In order to design better proteins (including antibodies), scientists often repeatedly mutate amino acids (arranging the units that make up proteins in a certain order) at different positions until the protein obtains the required function.

But there are more amino acid sequences than there are grains of sand in the world, so finding the best protein, and thus the best potential drug, is often difficult. When faced with this challenge, scientists often spend millions of dollars and test on miniaturized, simplified versions of biological systems.

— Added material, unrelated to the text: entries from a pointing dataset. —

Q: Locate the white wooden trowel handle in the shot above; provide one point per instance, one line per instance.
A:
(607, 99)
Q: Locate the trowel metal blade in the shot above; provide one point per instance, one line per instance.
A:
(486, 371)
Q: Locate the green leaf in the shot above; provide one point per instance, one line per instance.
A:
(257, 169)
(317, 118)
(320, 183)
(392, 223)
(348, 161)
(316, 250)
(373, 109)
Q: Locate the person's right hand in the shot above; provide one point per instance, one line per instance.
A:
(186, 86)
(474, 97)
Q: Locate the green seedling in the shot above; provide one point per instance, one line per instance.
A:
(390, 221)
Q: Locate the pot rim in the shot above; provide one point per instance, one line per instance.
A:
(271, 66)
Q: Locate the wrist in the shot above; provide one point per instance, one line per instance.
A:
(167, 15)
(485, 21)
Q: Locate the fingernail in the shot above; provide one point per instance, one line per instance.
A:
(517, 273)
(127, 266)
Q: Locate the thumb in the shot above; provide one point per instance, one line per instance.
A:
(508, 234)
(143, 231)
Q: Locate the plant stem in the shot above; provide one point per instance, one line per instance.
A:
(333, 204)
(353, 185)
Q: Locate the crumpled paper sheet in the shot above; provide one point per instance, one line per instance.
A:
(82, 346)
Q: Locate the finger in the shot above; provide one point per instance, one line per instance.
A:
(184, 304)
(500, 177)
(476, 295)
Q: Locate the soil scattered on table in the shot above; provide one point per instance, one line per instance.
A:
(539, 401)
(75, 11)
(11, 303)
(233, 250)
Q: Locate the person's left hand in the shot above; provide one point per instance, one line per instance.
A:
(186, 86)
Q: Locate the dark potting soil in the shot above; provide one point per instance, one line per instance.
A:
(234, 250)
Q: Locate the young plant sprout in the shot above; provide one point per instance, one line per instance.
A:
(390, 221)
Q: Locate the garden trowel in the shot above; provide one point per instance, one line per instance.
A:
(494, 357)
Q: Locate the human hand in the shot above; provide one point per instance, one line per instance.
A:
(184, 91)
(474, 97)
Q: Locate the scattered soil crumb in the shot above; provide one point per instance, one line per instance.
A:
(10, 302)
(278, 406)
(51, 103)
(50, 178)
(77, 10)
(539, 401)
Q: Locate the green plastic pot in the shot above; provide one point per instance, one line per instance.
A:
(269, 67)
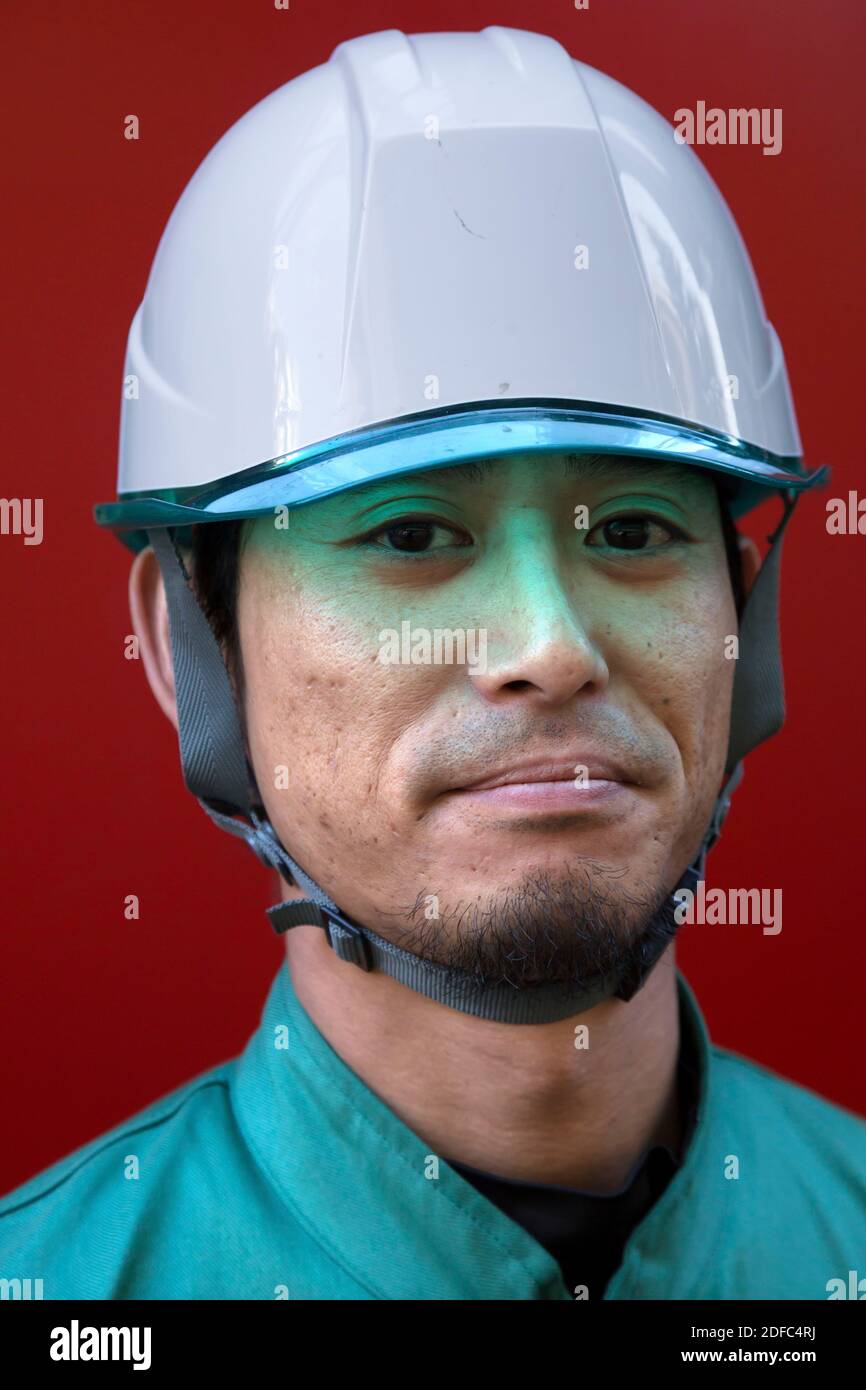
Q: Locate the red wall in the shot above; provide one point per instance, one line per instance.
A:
(103, 1015)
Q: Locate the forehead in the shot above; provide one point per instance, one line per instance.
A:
(581, 467)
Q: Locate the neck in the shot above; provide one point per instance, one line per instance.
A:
(516, 1100)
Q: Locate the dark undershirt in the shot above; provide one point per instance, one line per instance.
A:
(587, 1232)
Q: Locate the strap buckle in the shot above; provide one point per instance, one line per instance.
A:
(346, 941)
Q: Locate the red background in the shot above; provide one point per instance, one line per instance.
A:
(103, 1015)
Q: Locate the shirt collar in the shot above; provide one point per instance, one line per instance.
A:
(363, 1184)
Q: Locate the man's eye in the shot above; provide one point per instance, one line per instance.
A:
(414, 537)
(633, 533)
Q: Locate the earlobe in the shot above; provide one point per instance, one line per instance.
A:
(749, 556)
(150, 624)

“This requires a lot of guesswork and verification.” Brian L. Hie, assistant professor of chemical engineering at Stanford University and innovation fellow at the Arc Institute, said, “The goal of many intelligent algorithms is to take the guesswork out of it.”

Stanford University scientists have developed a new method based on machine learning that can predict molecular changes that lead to better antibody drugs faster and more accurately. Combining the 3D structure of the protein backbone with a large language model based on the amino acid sequence, the researchers were able to find rare and desirable mutations in minutes.

The study was titled "Unsupervised evolution of protein and antibody complexes with a structure-informed language model" and was published in "Science" on July 4, 2024.

Login to Science, drug affinity increased 37 times, AI performs unsupervised optimization of protein and antibody complexes

Despite huge advances in protein structure prediction, linking sequence to function remains key to protein computer engineering for a variety of tasks.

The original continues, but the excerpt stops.